Really helping the homeless

May 23, 1994

The Clinton administration's doubling of funds to combat homelessness is an admirable example of putting its money where its mouth is. Admirable not just because the projected $1.7 billion is twice as much as this year's appropriation or triple the amount spent by the previous administration. The program announced by Housing and Urban Development Secretary Henry Cisneros appears not to be another instance of throwing more money at a social problem in hope it would then go away.

The program recognizes that what is termed homelessness is actually a complex of social, physical and mental disabilities, of which the lack of permanent shelter can be a symptom.

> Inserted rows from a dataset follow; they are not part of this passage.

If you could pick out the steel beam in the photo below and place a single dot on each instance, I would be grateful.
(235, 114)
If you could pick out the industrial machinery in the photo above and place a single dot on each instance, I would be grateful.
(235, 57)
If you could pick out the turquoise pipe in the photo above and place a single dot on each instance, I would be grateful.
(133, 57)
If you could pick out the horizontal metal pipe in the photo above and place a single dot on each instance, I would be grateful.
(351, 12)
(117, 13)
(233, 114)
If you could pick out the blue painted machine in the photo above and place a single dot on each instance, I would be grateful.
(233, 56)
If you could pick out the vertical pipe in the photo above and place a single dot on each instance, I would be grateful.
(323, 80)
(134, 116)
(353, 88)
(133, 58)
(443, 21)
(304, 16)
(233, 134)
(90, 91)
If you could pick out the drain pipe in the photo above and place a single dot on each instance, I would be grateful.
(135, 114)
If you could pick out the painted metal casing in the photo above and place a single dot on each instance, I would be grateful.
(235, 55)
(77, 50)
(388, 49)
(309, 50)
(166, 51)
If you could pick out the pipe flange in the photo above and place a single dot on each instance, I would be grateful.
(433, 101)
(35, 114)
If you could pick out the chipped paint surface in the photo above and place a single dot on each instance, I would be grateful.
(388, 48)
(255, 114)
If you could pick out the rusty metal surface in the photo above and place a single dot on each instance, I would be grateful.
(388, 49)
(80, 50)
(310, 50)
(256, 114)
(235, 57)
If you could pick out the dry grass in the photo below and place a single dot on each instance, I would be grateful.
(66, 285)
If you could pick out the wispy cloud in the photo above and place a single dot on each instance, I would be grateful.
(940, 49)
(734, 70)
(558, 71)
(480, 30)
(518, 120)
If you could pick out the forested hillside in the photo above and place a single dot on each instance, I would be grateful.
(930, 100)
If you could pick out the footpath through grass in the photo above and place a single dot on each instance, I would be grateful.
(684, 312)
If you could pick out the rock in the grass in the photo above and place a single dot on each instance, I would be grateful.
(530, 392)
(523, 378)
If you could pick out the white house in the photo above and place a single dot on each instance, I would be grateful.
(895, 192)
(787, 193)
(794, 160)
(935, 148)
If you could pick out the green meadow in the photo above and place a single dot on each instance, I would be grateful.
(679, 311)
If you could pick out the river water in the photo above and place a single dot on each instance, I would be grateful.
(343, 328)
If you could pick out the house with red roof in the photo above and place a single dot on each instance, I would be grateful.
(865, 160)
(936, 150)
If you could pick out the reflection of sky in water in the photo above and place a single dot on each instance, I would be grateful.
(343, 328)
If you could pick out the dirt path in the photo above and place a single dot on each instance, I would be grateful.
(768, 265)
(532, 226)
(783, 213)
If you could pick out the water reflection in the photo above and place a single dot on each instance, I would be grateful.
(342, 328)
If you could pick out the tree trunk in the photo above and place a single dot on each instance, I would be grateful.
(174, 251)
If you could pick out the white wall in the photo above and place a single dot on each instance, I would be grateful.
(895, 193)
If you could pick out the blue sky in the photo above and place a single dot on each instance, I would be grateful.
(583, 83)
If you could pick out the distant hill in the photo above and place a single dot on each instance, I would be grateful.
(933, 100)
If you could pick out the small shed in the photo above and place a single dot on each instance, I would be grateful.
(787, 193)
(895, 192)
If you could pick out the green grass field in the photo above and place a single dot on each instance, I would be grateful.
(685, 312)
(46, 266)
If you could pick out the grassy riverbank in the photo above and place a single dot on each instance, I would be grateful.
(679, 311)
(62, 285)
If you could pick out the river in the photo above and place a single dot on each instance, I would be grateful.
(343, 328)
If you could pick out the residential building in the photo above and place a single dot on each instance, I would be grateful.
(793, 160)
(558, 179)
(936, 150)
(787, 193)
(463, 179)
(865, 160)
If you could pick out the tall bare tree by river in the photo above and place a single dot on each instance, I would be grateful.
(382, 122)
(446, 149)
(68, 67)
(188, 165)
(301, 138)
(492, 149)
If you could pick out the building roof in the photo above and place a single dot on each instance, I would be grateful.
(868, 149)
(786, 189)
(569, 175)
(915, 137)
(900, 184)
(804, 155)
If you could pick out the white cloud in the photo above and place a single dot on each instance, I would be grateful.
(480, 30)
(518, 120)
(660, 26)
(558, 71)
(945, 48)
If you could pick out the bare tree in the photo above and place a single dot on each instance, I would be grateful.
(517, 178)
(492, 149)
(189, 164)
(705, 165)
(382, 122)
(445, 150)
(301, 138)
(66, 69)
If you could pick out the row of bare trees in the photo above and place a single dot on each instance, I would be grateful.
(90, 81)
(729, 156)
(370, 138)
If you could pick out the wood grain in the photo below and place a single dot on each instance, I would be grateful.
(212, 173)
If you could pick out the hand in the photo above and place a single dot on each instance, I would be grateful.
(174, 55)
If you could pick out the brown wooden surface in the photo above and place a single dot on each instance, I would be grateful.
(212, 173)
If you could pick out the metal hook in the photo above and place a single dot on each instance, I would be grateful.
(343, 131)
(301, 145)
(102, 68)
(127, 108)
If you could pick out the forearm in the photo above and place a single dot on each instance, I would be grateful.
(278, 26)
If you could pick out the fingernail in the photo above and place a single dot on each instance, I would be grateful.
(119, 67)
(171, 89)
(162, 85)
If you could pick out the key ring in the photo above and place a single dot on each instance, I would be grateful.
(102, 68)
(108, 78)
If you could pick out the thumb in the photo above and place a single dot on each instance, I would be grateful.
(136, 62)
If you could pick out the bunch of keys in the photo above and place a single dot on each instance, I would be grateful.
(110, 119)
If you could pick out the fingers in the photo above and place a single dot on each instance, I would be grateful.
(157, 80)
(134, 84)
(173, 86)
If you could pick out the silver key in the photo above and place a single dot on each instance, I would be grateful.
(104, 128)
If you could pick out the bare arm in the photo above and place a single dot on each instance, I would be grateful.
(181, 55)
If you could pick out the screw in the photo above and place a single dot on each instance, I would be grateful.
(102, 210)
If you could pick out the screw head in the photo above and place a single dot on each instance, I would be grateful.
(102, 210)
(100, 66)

For some time, specialists working with the homeless have recognized that the old-fashioned charity approach: "three hots and a cot," or three nourishing meals and a clean place to sleep, often combined with religious proselytizing, doesn't suffice. Different factors -- often in combination -- drive people onto the streets. And they're not the same for men and for the growing number of women and children without a regular home. By combining the efforts of 17 federal agencies, including elements of the Health and Human Services and Veterans Affairs departments, the new program attacks homelessness at all of its roots.

Even so, Mr. Cisneros has not been able to avoid playing the bureaucratic numbers game. He estimates that on any given night some 600,000 people are homeless in this country, and that over a five-year period perhaps 7 million went without shelter for some time. In fact, the number of nightly homeless could well be half that, or half again as many. No one really knows. Setting fixed targets may be the bureaucrat's equivalent of a security blanket, but they can also become traps, as some homeless advocates have discovered.

Just as difficult is measuring success, so necessary to justifying government programs. Given the variety and severity of ills that drive people to the streets, the batting average is never going to be very high. Nor will it be easy to calculate precisely, since the benchmark will vary from case to case. Nevertheless, it's clear a substantial number of people live on the streets. An intelligently managed, adequately financed program to help the homeless overcome their problems is welcome, as long as it is not suffocated by ham-handed bureaucracy or drowned in political blather.